Baca berita tanpa iklan. Gabung Kompas.com+
Salin Artikel

Cemas

SAMPAI saat ini hampir seluruh manusia di bumi mengalami rasa cemas atau kecemasan akibat merebaknya virus Corona (Covid-19).

Banyak negara yang melakukan lockdown di berbagai kota (wilayah) agar virus tidak semakin menyebar. Juga banyak yang melakukan social distancing (menjaga jarak sosial) atau physical distancing (menjaga jarak fisik) versi WHO.

Di Jakarta sudah diberlakukan work from home (WFH) selama 14 hari, bahkan lebih. Kampus pun memberlakukan kuliah online. Demikian juga sekolah-sekolah dasar/menengah memberlakukan cara belajar di rumah.

Intinya sekian hari dianjurkan kumpul di rumah saja, tidak ke mana-mana.

Risau

Virus Corona (Covid-19) kini menjadi momok yang menakutkan. Orang-orang seperti menghadapi musuh yang tidak kelihatan. Kasat mata.

Ujungnya terjadi saling curiga kepada siapa saja, benda apa saja, tempat apa saja, fasilitas apa saja. Sebisa mungkin dihindari semua itu.

Sungguh ini sudah merupakan gangguan kecemasan yang ekstrem. Layaknya agrofobia, ketakutan di tengah kerumunan orang banyak.

Rasa cemas atau kecemasan (anxiety) yang dialami pada orang-orang tentunya hal yang manusiawi. Wajar.

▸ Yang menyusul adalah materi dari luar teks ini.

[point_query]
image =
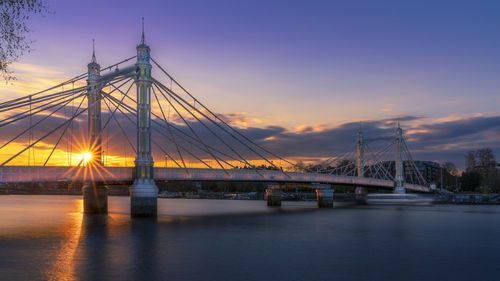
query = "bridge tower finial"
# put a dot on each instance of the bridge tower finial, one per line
(142, 38)
(93, 51)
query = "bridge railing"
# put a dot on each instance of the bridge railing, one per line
(61, 173)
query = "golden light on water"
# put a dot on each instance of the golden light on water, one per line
(86, 157)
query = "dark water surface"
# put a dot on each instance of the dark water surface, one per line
(48, 238)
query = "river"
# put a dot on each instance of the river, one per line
(48, 238)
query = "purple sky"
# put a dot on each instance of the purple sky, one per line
(307, 67)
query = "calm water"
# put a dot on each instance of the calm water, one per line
(48, 238)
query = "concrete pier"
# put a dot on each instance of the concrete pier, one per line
(324, 195)
(360, 194)
(273, 195)
(144, 199)
(95, 198)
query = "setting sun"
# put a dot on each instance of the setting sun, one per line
(86, 157)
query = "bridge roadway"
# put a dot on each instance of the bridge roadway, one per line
(18, 174)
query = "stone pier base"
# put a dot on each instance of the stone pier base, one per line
(144, 199)
(325, 198)
(143, 206)
(95, 198)
(399, 189)
(360, 194)
(273, 196)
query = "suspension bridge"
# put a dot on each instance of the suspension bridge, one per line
(83, 129)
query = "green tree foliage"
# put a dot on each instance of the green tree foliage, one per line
(481, 164)
(14, 18)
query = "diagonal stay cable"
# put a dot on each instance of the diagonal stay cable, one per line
(170, 130)
(34, 111)
(42, 138)
(62, 104)
(173, 95)
(62, 134)
(201, 122)
(218, 118)
(131, 110)
(110, 98)
(196, 135)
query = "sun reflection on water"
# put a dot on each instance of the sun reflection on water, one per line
(63, 267)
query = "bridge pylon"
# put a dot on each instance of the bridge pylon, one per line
(360, 163)
(143, 193)
(399, 182)
(95, 194)
(273, 194)
(324, 195)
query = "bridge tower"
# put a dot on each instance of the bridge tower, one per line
(399, 178)
(143, 193)
(360, 164)
(95, 194)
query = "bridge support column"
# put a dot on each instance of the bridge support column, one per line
(273, 195)
(324, 195)
(360, 194)
(95, 194)
(143, 193)
(95, 198)
(399, 181)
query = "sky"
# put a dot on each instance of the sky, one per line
(299, 76)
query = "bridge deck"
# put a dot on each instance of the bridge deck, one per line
(61, 173)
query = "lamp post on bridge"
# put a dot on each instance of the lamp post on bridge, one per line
(143, 193)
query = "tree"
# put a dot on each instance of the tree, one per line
(470, 160)
(485, 158)
(450, 168)
(471, 180)
(14, 17)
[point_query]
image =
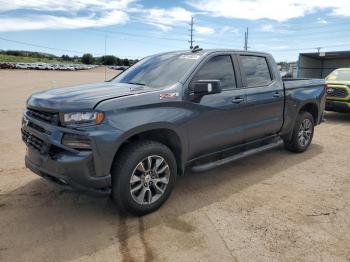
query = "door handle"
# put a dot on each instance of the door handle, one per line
(277, 94)
(237, 100)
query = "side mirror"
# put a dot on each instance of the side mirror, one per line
(206, 87)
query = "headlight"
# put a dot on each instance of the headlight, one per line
(76, 141)
(82, 118)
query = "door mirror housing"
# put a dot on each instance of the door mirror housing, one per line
(206, 87)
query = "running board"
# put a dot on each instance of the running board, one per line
(211, 165)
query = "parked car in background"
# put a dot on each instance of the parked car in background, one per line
(7, 65)
(338, 90)
(130, 137)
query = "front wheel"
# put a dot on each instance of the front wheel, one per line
(143, 177)
(303, 133)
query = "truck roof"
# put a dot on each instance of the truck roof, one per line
(209, 51)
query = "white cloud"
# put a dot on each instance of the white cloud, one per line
(267, 28)
(229, 29)
(97, 13)
(64, 5)
(165, 19)
(203, 30)
(56, 22)
(269, 9)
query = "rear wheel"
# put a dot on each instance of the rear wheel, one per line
(302, 133)
(143, 177)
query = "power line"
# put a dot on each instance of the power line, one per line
(41, 46)
(191, 33)
(53, 48)
(246, 39)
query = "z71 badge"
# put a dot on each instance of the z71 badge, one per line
(169, 95)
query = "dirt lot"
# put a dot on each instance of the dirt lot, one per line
(276, 206)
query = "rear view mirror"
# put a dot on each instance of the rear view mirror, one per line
(206, 87)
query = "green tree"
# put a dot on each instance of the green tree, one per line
(87, 59)
(126, 62)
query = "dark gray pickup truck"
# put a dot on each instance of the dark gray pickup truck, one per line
(130, 137)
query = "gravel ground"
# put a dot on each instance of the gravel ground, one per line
(276, 206)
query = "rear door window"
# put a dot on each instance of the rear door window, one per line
(218, 68)
(256, 71)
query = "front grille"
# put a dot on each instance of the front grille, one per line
(33, 142)
(48, 117)
(36, 127)
(340, 92)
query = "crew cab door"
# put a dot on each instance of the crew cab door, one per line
(264, 96)
(217, 118)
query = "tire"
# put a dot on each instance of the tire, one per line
(136, 186)
(303, 133)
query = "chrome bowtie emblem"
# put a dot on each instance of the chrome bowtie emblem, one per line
(25, 121)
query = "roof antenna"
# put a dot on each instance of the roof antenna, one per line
(196, 49)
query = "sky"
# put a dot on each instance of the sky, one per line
(135, 28)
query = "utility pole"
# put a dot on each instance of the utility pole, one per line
(246, 34)
(191, 41)
(105, 57)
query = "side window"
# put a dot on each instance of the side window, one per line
(256, 70)
(218, 68)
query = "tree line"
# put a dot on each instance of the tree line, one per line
(85, 59)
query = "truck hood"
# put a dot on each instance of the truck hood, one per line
(335, 82)
(83, 97)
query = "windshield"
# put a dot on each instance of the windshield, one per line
(339, 75)
(159, 71)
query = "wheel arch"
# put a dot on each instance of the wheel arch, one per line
(163, 134)
(312, 108)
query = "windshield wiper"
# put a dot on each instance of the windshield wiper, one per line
(135, 83)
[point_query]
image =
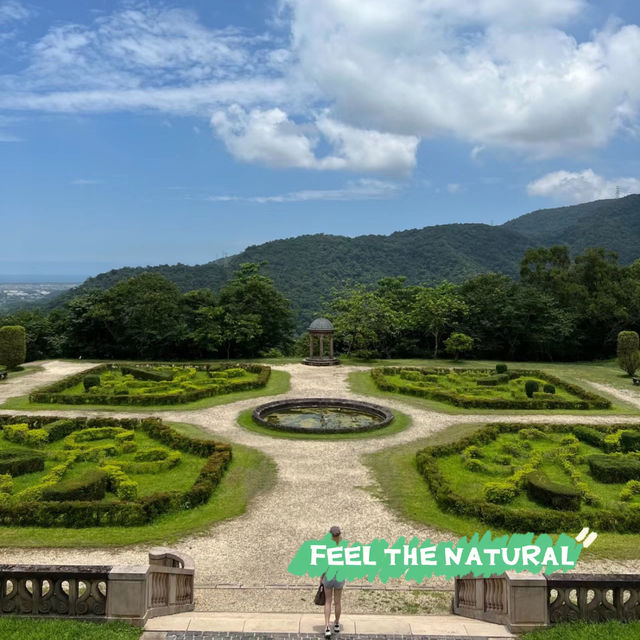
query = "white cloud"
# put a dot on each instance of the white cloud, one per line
(355, 190)
(13, 11)
(271, 138)
(366, 80)
(490, 72)
(584, 186)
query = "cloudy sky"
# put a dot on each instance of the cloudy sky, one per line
(158, 132)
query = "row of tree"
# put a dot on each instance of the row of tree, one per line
(147, 317)
(560, 309)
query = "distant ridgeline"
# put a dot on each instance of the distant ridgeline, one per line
(306, 268)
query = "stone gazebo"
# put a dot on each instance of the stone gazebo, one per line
(320, 329)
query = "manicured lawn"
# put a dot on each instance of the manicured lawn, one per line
(278, 383)
(580, 374)
(401, 421)
(400, 485)
(25, 629)
(249, 474)
(588, 631)
(22, 371)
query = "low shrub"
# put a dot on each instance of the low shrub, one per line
(552, 494)
(614, 468)
(6, 483)
(531, 434)
(151, 455)
(120, 483)
(90, 381)
(632, 488)
(91, 486)
(15, 432)
(530, 387)
(18, 462)
(630, 441)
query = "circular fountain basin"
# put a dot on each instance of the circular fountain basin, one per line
(322, 415)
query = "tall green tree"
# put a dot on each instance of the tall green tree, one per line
(437, 310)
(255, 316)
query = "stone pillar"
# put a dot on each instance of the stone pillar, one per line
(127, 591)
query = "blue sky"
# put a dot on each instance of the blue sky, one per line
(136, 133)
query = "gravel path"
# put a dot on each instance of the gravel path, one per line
(632, 397)
(320, 483)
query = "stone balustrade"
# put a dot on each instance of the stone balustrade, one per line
(129, 593)
(523, 601)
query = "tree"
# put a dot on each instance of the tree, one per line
(458, 343)
(363, 321)
(255, 316)
(13, 346)
(437, 310)
(628, 351)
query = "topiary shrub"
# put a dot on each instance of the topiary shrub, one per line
(614, 468)
(630, 441)
(531, 387)
(90, 381)
(13, 346)
(91, 486)
(552, 494)
(17, 462)
(628, 351)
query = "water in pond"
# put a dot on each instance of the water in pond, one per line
(319, 418)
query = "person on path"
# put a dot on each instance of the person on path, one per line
(333, 591)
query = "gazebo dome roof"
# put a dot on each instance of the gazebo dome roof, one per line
(321, 324)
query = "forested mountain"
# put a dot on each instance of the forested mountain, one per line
(306, 268)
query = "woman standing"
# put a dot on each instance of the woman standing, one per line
(333, 591)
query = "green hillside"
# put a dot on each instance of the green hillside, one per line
(306, 268)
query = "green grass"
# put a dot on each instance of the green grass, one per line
(400, 422)
(577, 373)
(588, 631)
(404, 490)
(28, 629)
(249, 474)
(278, 383)
(21, 371)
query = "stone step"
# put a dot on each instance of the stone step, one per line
(297, 626)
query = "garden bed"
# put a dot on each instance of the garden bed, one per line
(147, 385)
(487, 388)
(80, 472)
(547, 478)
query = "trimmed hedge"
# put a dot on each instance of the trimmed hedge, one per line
(91, 486)
(17, 462)
(520, 520)
(13, 346)
(587, 399)
(146, 374)
(123, 512)
(552, 494)
(54, 393)
(614, 468)
(630, 441)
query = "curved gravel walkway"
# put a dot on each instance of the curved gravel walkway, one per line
(320, 483)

Kecemasan sebagai bagian dari naluri manusia sudah ada sejak manusia dilahirkan. Sebab sepanjang manusia itu menjalani kehidupan sudah pasti menghadapi berbagai tantangan hidup (survival life).

Tantangan setiap orang berbeda-beda. Ada yang berjalan mulus, ada yang tersendat. Ada yang mudah cemas, ada juga yang sangat percaya diri.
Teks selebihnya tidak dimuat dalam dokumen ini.